General information
- Type: Two-seat tractor biplane
- National origin: United Kingdom
- Manufacturer: Sopwith Aviation Company
- Primary user: Royal Naval Air Service
- Number built: 1

History
- Introduction date: 1914
- First flight: 17 February 1914
- Retired: 1914

= Sopwith Sociable =

The Sopwith Sociable (or sometimes Churchill or Tweenie) was a British single-engined two-seat tractor configuration biplane designed and built by Sopwith for the Royal Naval Air Service.

==Design and development==
The Sociable, so called because the crew were seated side-by side rather than in tandem, was ordered by the British Admiralty for use as a training aircraft by the Royal Naval Air Service. It was two-bay biplane powered by a 100 hp Gnome Monosoupape radial.
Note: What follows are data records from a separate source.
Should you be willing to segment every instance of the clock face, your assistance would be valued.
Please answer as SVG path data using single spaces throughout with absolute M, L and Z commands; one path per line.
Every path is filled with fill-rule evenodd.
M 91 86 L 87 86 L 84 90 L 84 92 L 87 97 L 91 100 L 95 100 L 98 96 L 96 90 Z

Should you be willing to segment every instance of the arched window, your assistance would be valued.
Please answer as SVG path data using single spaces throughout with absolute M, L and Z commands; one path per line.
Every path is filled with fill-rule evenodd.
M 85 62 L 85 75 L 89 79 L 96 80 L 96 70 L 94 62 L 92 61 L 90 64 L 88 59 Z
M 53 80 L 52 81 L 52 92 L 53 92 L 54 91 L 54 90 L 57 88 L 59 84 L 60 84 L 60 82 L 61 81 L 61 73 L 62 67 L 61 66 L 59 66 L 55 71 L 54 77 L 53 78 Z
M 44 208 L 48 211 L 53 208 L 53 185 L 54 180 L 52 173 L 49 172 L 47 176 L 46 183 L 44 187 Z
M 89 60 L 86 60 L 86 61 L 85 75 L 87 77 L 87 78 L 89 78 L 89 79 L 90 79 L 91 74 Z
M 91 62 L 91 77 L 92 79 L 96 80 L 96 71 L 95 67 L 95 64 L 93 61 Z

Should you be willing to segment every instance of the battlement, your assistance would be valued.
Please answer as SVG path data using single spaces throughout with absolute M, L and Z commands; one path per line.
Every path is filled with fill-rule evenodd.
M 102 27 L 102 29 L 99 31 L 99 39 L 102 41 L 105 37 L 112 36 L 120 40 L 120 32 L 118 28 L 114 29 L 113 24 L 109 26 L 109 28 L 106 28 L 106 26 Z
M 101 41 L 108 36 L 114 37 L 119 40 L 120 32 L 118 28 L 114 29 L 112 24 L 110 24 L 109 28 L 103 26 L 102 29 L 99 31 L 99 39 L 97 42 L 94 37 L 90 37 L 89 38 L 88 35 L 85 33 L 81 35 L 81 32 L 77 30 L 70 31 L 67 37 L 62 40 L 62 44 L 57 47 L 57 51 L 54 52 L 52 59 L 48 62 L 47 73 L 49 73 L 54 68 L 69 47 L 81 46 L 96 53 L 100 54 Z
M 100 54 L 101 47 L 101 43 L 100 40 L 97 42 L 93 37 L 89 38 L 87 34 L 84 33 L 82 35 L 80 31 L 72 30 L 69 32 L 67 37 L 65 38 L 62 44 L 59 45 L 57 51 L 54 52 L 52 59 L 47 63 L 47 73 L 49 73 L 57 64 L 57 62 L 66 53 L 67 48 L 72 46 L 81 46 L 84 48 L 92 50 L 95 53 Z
The Sociable was given serial number 149 by the Admiralty and first flew from Brooklands on 17 February 1914.

==Operational history==
Two days after its first flight, the Sociable was delivered to Hendon on 19 February 1914. The next day the First Lord of the Admiralty Winston Churchill flew in it as a passenger; it afterwards gained the nickname the "Sopwith Churchill". It was based at Eastchurch when on 25 March 1914 it spun into the ground on take-off.

Repaired by Sopwith it was delivered to No. 3 Squadron RNAS in Belgium in September 1914. It was fitted with an additional fuel tank and a bomb rack and was used on an abortive attempt to bomb a German airship shed at Cologne on 22 September 1914. It was transferred to No. 1 Squadron RNAS but broke an axle on take-off from Antwerp, damaging the landing gear and badly damaging the upper wing. While awaiting repair at Antwerp it was abandoned following the advance of German troops.